Falling Back to the Control-M/Server Primary

This procedure describes how to manually fall back a Control-M/Server to the primary host.

Control-M/Server must be using a MSSQL, Oracle, or external PostgreSQL database.

Begin

  1. From the icon, select Configuration.

  2. From the drop-down list, select Control-M/Servers.

    The Control-M/Servers list opens.

  3. Select the Control-M/Server component.

  4. From the High Availability drop-down list, select Fallback to Primary.

    A progress window appears listing each step in the failover process. You can click Close to close the progress window at any moment.

    Control-M/Server is now running on the primary host.

Setting a Secondary Control-M/EM to Primary

This procedure describes how to set a secondary Control-M host to act as the primary host in the CCM when the primary installation is corrupted.

Begin

  1. Log in to the CCM.

  2. After a successful failover has occurred, from the High Availability tab, select the secondary and click Set as Primary.

    The secondary is now the new primary host.

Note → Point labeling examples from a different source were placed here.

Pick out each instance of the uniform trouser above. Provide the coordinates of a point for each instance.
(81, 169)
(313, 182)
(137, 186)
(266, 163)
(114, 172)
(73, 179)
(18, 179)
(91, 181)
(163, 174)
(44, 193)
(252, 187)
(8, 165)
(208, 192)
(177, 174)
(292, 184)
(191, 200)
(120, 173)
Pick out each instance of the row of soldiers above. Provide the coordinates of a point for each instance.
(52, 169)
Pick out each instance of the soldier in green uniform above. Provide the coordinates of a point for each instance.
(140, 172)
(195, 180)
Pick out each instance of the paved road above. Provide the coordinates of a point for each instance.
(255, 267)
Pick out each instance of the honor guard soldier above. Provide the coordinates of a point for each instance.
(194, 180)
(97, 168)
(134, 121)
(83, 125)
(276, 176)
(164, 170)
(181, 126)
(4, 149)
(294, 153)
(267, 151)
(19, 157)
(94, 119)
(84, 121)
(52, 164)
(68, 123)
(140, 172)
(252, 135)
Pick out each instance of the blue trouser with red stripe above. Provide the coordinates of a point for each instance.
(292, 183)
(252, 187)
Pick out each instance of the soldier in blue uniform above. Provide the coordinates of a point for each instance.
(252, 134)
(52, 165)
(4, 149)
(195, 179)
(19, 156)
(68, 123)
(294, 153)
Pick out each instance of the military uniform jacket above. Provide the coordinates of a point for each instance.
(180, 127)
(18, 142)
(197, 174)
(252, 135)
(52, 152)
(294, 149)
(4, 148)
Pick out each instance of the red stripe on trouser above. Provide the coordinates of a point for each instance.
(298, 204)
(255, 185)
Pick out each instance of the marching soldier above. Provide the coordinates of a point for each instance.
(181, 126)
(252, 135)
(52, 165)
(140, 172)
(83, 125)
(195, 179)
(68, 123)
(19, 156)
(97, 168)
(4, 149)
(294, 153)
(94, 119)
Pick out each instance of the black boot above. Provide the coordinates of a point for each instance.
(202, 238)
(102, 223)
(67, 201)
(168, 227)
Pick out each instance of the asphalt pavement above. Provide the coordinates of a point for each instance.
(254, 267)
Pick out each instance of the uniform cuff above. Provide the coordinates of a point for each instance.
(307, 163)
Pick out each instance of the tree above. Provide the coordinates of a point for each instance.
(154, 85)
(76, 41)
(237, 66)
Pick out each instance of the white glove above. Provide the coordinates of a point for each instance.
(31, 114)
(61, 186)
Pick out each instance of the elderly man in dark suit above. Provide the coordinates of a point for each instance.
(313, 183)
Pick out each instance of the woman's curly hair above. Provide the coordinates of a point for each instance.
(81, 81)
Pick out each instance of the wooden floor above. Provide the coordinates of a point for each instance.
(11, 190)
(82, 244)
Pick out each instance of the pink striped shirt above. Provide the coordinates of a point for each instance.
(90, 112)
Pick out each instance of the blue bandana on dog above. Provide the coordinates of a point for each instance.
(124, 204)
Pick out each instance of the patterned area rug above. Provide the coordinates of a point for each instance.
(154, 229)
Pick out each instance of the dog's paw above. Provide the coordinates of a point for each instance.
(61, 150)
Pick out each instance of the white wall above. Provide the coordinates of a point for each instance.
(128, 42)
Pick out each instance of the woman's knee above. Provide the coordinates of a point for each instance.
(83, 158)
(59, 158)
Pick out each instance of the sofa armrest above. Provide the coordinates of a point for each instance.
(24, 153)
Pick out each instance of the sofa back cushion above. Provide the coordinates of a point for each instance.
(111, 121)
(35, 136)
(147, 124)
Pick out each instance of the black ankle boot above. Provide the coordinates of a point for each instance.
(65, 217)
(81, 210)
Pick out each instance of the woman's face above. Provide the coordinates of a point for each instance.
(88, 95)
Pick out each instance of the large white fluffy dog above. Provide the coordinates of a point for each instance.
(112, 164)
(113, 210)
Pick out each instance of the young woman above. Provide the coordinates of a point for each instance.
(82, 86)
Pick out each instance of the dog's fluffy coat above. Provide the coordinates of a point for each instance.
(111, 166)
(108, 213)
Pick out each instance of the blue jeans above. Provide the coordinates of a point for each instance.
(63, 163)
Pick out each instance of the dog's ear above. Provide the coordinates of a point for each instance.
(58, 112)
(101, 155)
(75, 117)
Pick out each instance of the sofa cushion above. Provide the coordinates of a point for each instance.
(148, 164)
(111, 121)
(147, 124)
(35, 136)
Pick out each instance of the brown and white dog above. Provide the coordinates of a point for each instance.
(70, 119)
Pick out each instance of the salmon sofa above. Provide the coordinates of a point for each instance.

  3. Install a secondary on the original primary computer or on another computer, as described in High Availability Installation.

    The primary detects the new secondary, and you now have a new high availability configuration. You can work with this configuration, but if you want to revert to your original configuration (the secondary is installed on the original primary computer), continue to the next step.

  4. Perform a failover from the new primary to the new secondary, as described in Failing Over a Control-M/EM to Secondary .

    The secondary is now the active host.

  5. From the High Availability tab, select the secondary and click Set as Primary.

You have now reverted to your original high availability configuration.

Setting a Secondary Control-M/Server to Primary

This procedure describes how to set a secondary Control-M/Server host to act as the primary host when the primary installation is corrupted.

Begin

  1. After a successful failover has occurred, from the High Availability tab, select the secondary and click Set as Primary.

    The secondary is now the new primary host.

  2. Install a secondary on the original primary computer or on another computer, as described in High Availability Installation.

    The primary detects the new secondary, and you now have a new high availability configuration. You can work with this configuration, but if you want to revert to your original configuration (the secondary is installed on the original primary computer), continue to the next step.

  3. Perform a failover from the new primary to the new secondary, as described in Failing Over a Control-M/Server to Secondary.

    The secondary is now the active host.

  4. From the High Availability drop-down list, select the secondary and click Set as Primary.

  5. In the dialog box that appears, click Confirm.

You have now reverted to your original high availability configuration.